Yudisium Fakultas Saintek UM Bulukumba: 92 Lulusan Baru Siap Unjuk Diri di Ranah Profesional

BULUKUMBA — Fakultas Sains dan Teknologi (Saintek) Universitas Muhammadiyah Bulukumba menggelar Yudisium Sarjana pada Rabu, 10 Desember 2025 di Lecture Theatre UM Bulukumba. Sebanyak 92 mahasiswa dari empat program studi, yaitu Teknik Perencanaan Wilayah dan Kota (PWK), Ilmu Aktuaria, Kimia, dan Peternakan resmi dinyatakan lulus setelah memenuhi seluruh persyaratan akademik. Dekan Fakultas Saintek, Ardianto, S.Pd., M.Pd., dalam sambutannya menegaskan bahwa capaian kelulusan merupakan buah dari proses panjang yang tidak mudah. “Kalian telah melewati berbagai tantangan akademik dengan ketekunan. Hari ini membuktikan bahwa usaha tidak pernah mengkhianati hasil,” ujarnya. Ardianto juga mengingatkan bahwa persaingan di dunia kerja semakin ketat.“Tantangannya jauh lebih besar di luar kampus. Karena itu, kesiapan mental menjadi modal penting untuk bertahan dan berkembang,” katanya. Ia menambahkan agar para lulusan tetap menjaga ikatan dengan almamater.“Kampus akan selalu terbuka untuk kolaborasi dan kontribusi kalian ke depan,” tuturnya. Sementara itu, Rektor UM Bulukumba, Dr. H. Jumase Basra, M.Si., menyampaikan bahwa setiap lulusan telah ditempa melalui proses akademik yang berlandaskan empat dharma perguruan tinggi. “Pendidikan dan pengajaran, penelitian, pengabdian masyarakat, serta dharma khusus Muhammadiyah, nilai Al-Islam dan Kemuhammadiyahan, semuanya telah kalian jalani. Setelah lulus, justru tanggung jawab itu harus semakin dihidupkan,” ungkapnya.

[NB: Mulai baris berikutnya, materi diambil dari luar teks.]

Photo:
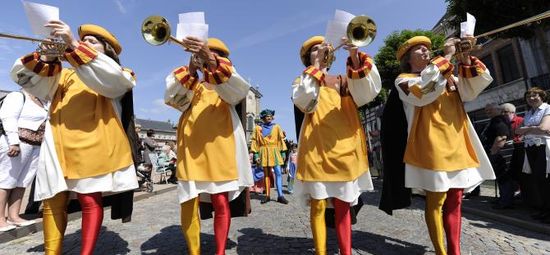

Ia menekankan bahwa gelar sarjana membawa konsekuensi moral.“Yudisium bukan akhir, melainkan awal untuk mengamalkan ilmu dan nilai yang telah dipelajari,” tegasnya. Rektor juga mengajak lulusan untuk terus meningkatkan kapasitas diri di tengah perubahan yang semakin cepat.“Hanya mereka yang mau belajar sepanjang hayat yang mampu beradaptasi dan unggul,” katanya. Di akhir sambutan, Jumase Basra menyampaikan apresiasi kepada seluruh peserta.“Terima kasih telah mempercayakan UM Bulukumba sebagai tempat tumbuh dan belajar. Kami menunggu kiprah kalian di masyarakat,” tutupnya. Yudisium Fakultas Saintek UM Bulukumba tahun ini menjadi momentum penting bagi para lulusan untuk memasuki dunia profesional. Kampus berharap seluruh sarjana dapat membawa manfaat bagi masyarakat, menjaga nama baik almamater, dan terus mengembangkan kompetensi di masa depan. (Syayyidina Ali)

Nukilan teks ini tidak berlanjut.